Il fut question au cours de ce « débat africain » du pardon. David-KKB a dit qu’en 1963, Houphouët-Boigny n’avait pas exigé de ceux qu’il avait emprisonnés qu’ils demandent pardon avant de les libérer. Si, si, David-KKB. Ils lui avaient demandé pardon. Mais Houphouët-Boigny a par la suite reconnu qu’il avait été trompé et c’est lui qui a demandé pardon. Et puis, le contexte ici est totalement différent. J’avoue que j’ai eu froid dans le dos lorsque j’ai entendu Amani Nguessan déclarer que « c’est insulter les Ivoiriens que de réclamer au FPI de demander pardon. » Parce que, selon lui, « le 19 septembre 2002, le RDR a fait la guerre au pouvoir FPI. » Faut-il rappeler à Amani Nguessan que la crise dont nous parlons et qui a coûté la vie à 3000 personnes est celle qui est née de leur refus obstiné de reconnaître la défaite de Laurent Gbagbo, qu’il s’agit des crimes qu’ils ont fait commettre par leurs miliciens et mercenaires sous le regard de la communauté internationale ? Non, Amani Nguessan le sait bien et cela fait partie de leur tactique que de botter en touche et de chercher à noyer le poisson lorsque la question est abordée.

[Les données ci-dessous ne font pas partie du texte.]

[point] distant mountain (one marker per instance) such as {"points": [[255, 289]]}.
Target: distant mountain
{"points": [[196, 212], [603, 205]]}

J’ai récemment regardé un documentaire sur la chaine française Planète. Il y était question de la collaboration du régime de Vichy avec les occupants allemands pendant la seconde guerre mondiale. A la libération, ce sont plus de cent mille personnes qui ont été exécutées, pendues par les pieds ou par le cou par les foules, pour collaboration avec l’ennemi, des milliers de femmes qui ont été tondues, pour avoir couché avec des Allemands. Personne n’avait été jugé et personne n’avait alors parlé de justice des vainqueurs. Au Rwanda, Paul Kagamé et ses forces n’ont pas fait dans la dentelle pour venir à bout des génocidaires. Ce sont des millions de personnes qui ont été massacrées dans les camps de la RDC où elles s’étaient réfugiées. Jusqu’à présent, Kagamé continue de traquer ces génocidaires. Et personne, surtout pas les Français, ne parle de justice des vainqueurs. Amani Nguessan a beau jeu de se sentir insulté lorsqu’on lui demande de se repentir, et d’exiger que Laurent Gbagbo soit libéré avant tout débat. Nous sommes en Côte d’Ivoire.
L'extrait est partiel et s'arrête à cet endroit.